NEW JERSEY - The Franklin Township community continues to leverage its diversity to help their neighbors during the COVID-19 crisis.
On Saturday, May 9th at 7pm, the Township of Franklin and the Franklin Township Food Bank will offer a virtual Indian music concert to raise funds that will benefit the Food Bank.
“Jwala 4 Jersey” will feature NJ-based band Jwala, the members of which will perform a live Bollywood and Indian multilingual music session along with a few songs performed in English. The concert will be livestreamed on Facebook Live on the Franklin Township Food Bank’s Facebook Page.
“This concert is really meant to be a unity event … everybody will be able to tune in and enjoy,” said Councilman Sivaraman “Ram” Anbarasan, who has spearheaded the initiative alongside other Franklin Township council and community members.
Councilman Ram explained that the Food Bank has been experiencing a heightened demand for food from community members who have recently found themselves unemployed or have not yet received their stimulus check.
“For many people, the Food Bank is the only place they can get food,” Councilman Ram said. “The Food Bank is looking for more supplies and for more support from everybody.”
Councilman Ram is also the Chair of the New Jersey Tamil Sangam (NJTS), which started the COVID-19 Relief Fund for the Community Food Bank of New Jersey and has been organizing virtual weekend concerts for the entire month of April.
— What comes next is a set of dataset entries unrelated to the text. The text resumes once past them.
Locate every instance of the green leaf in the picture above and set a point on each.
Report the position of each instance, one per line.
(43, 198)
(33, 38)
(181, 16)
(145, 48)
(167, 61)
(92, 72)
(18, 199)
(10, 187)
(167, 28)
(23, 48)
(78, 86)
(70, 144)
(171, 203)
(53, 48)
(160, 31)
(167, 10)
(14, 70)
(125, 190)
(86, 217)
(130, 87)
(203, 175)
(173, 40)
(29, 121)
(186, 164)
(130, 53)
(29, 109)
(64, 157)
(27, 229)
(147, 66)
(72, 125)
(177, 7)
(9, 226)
The initiative raised thousands of dollars, and he soon wanted to organize something a little closer to home.
Recognizing that over a quarter of Franklin’s population is South Asian, he believed an exclusive virtual Indian music concert might just be the perfect idea to help continue uniting the community during this time.
“Arts and culture can connect the people to their original culture, wherever that might be,” Councilman Ram said. “In our case, the concert is going to remind people of an Indian occasion or old times. It will help connect the people to their roots and bring joy to their heart.”
Councilman Ram encouraged kids to listen, as many young artists will be performing. He also believes that even those who do not identify as Indian or South Asian will benefit from tuning in.
“The arts and culture, in any form, brings joy to people,” Councilman Ram said. “It is one of those things that may get overlooked in good times … but when you’re locked in the house and have no other form of entertainment, arts and culture come to our rescue.”
In addition to the morale boost from this much-needed weekend family activity, the proceeds from all online donations will go directly to the Food Bank.
“We are very enthused about Councilman Ram’s fundraiser,” said Frank Hasner, Executive Director of the Franklin Township Food Bank. “All indications are that we will continue to see increasing demand for food assistance. Without community support the COVID-19 crises would be even more devastating, and it is inspiring to see our community rise up to take care of each other.”
Since the diverse set of performers from around the state and country will also be spreading the word through their own networks and communities, Councilman Ram is expecting donations to come in from outside of Franklin Township.
Businesses around Somerset County have already started pitching in. Bridge Development Partners, LLC, the company building Somerset County’s latest Amazon distribution center, already donated $5000 to the campaign.
“Bridge is honored to help support our neighbors during this challenging time,” a representative wrote on the campaign’s donation page. “Thank you to all First Responders and those on the Front Line.”
Groups or individuals looking to donate may do so by following the link to the Jwala 4 Jersey’s Click & Pledge page.
“I would encourage everybody to come and participate, listen, enjoy and make a donation no matter how, “Even if small donation is okay. Every dollar helps.”